Date: 18 Oct 2002 13:06:18 -0700
References: <firstname.lastname@example.org> <email@example.com> <firstname.lastname@example.org>
NNTP-Posting-Date: 18 Oct 2002 20:06:18 GMT
email@example.com (carltons) wrote in message news:...
> In article , Winfield Hill
> > You're right Steve, the use of zener (field-emission breakdown) technology
> > is not recommended for low-voltage design. But don't trash zener diodes
> > for all the "high-voltage" (over 5 volts) folks. High-voltage zeners
> > (avalanche technology) work very well in a wide variety of tasks, often
> > much better or at least more efficiently than the alternates.
> I appreciate what you're trying to say, however most of the "Zeners" above
> have a lot of IC circuitry around them and loads of gain and feedback
> along with heaters, etc to make them acceptable.
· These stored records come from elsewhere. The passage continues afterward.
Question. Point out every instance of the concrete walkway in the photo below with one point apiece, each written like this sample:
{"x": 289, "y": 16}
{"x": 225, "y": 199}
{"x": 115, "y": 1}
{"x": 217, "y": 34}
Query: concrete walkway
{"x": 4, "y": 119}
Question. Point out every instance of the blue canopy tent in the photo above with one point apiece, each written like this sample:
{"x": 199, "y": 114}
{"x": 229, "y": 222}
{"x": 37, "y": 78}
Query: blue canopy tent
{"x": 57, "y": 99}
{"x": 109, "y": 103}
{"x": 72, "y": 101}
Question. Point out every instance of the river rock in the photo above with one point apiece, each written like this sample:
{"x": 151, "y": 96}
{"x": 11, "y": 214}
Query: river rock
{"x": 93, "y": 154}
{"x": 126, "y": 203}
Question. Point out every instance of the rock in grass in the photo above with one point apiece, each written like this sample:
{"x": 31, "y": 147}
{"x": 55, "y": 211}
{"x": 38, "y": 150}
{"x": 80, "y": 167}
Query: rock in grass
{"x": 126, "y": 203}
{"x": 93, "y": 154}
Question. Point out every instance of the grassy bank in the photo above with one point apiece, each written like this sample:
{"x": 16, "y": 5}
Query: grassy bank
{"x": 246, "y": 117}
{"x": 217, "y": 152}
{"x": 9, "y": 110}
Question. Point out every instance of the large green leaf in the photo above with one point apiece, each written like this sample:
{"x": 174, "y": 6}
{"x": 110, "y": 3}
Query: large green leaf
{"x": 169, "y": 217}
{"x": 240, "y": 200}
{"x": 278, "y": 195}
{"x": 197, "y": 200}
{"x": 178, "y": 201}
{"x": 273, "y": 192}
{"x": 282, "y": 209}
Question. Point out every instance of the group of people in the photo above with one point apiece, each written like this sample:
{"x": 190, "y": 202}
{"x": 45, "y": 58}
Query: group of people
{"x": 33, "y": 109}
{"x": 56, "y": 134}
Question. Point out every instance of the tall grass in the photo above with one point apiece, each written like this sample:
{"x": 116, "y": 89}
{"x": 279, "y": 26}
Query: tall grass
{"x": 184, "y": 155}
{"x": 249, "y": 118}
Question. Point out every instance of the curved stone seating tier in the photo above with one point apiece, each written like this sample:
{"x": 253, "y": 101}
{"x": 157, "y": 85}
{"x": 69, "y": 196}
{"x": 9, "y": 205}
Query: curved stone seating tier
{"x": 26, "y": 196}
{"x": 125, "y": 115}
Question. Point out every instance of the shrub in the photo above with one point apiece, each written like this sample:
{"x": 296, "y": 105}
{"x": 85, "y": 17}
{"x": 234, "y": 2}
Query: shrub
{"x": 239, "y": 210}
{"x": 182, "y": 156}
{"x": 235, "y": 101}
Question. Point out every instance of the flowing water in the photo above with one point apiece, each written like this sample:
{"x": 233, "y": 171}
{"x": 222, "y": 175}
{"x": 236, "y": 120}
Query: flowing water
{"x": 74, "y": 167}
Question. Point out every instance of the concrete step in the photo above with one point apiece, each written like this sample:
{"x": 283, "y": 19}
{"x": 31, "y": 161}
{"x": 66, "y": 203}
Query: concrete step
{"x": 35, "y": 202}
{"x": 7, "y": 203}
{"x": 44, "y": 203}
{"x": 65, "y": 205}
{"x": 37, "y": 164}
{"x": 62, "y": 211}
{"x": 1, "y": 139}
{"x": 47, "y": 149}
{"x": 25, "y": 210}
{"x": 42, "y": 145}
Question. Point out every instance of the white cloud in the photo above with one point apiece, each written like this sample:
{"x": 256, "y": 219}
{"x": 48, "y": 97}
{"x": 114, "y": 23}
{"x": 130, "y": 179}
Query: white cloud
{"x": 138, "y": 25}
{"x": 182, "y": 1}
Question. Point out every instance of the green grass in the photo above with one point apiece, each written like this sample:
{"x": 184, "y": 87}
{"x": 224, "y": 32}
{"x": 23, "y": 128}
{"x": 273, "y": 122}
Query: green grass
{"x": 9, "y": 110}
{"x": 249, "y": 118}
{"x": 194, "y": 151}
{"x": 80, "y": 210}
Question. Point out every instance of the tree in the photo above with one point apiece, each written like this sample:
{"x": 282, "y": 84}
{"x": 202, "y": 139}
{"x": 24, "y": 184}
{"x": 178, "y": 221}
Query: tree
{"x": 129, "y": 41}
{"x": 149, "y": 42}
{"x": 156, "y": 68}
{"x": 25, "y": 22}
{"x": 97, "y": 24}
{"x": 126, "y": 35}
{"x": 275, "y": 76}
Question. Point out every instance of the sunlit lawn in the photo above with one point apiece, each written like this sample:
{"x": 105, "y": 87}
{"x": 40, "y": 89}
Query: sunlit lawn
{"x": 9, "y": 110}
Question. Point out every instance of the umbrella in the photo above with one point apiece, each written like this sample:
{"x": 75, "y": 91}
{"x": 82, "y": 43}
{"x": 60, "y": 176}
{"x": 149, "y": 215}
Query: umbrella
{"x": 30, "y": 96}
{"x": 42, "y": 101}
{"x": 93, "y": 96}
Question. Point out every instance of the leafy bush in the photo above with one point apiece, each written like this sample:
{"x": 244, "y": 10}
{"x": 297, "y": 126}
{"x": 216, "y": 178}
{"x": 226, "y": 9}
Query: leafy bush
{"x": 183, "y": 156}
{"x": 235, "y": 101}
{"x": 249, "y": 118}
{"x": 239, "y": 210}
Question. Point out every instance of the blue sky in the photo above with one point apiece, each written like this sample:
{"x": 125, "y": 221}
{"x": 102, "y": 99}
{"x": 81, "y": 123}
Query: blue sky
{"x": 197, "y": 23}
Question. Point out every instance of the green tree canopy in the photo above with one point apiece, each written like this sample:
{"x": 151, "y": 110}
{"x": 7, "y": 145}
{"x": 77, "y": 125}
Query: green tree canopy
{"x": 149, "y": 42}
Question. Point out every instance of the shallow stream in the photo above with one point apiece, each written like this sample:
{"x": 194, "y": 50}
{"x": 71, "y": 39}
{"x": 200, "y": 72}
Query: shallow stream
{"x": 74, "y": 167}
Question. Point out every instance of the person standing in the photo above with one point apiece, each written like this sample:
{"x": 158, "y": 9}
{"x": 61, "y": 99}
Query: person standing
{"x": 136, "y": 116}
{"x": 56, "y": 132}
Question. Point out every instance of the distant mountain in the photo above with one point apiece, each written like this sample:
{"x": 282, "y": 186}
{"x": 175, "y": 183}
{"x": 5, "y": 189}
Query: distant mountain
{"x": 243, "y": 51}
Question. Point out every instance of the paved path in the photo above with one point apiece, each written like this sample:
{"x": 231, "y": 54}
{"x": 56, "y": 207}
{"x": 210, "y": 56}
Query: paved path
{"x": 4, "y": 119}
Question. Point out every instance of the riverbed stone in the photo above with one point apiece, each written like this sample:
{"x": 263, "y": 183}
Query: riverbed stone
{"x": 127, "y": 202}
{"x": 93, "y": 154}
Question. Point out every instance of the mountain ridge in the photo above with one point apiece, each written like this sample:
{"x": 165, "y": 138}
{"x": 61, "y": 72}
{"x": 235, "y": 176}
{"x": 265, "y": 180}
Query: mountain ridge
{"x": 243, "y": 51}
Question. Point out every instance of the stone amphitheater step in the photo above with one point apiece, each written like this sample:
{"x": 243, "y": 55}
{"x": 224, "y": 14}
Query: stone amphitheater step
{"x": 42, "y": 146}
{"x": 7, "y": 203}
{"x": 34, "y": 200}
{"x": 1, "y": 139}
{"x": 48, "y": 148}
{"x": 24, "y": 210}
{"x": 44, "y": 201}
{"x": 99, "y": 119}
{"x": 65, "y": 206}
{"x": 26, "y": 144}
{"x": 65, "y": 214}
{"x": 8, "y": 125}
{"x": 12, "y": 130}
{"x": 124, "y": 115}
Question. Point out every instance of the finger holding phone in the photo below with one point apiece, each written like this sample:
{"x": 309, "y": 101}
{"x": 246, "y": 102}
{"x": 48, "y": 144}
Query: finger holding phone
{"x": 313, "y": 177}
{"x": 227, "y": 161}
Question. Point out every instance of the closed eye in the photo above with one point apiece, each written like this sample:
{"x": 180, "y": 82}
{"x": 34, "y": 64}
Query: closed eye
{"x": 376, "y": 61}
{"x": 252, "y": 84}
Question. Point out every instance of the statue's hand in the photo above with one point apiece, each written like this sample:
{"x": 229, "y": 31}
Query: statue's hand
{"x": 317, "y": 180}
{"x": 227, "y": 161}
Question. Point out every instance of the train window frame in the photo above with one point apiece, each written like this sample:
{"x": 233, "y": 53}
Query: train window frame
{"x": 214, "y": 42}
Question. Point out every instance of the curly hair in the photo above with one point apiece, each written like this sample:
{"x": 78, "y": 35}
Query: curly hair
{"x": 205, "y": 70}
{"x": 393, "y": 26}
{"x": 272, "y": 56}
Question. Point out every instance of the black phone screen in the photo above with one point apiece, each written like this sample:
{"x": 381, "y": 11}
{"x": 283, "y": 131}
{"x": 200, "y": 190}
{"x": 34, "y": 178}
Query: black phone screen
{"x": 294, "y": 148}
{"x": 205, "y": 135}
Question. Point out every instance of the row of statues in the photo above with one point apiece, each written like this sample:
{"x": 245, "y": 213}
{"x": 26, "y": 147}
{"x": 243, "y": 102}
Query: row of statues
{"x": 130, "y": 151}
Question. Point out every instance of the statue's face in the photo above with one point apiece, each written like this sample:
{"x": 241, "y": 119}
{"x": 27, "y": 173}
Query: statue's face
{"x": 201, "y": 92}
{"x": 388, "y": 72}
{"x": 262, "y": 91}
My term "Zener" is a
> single diode with nothing in the package but the diode and its wire
> bonds. The LTZ1000 and LM399 both have great TC, but at the expense ($
> and Isupply) of on-board heaters. The zeners that I refer to a have
> designations such as 1Nxxx etc. and they don't have schematics on their
> spec sheet to show what's inside. You already know that there is just a
> diode with two leads and some plastic on the outside.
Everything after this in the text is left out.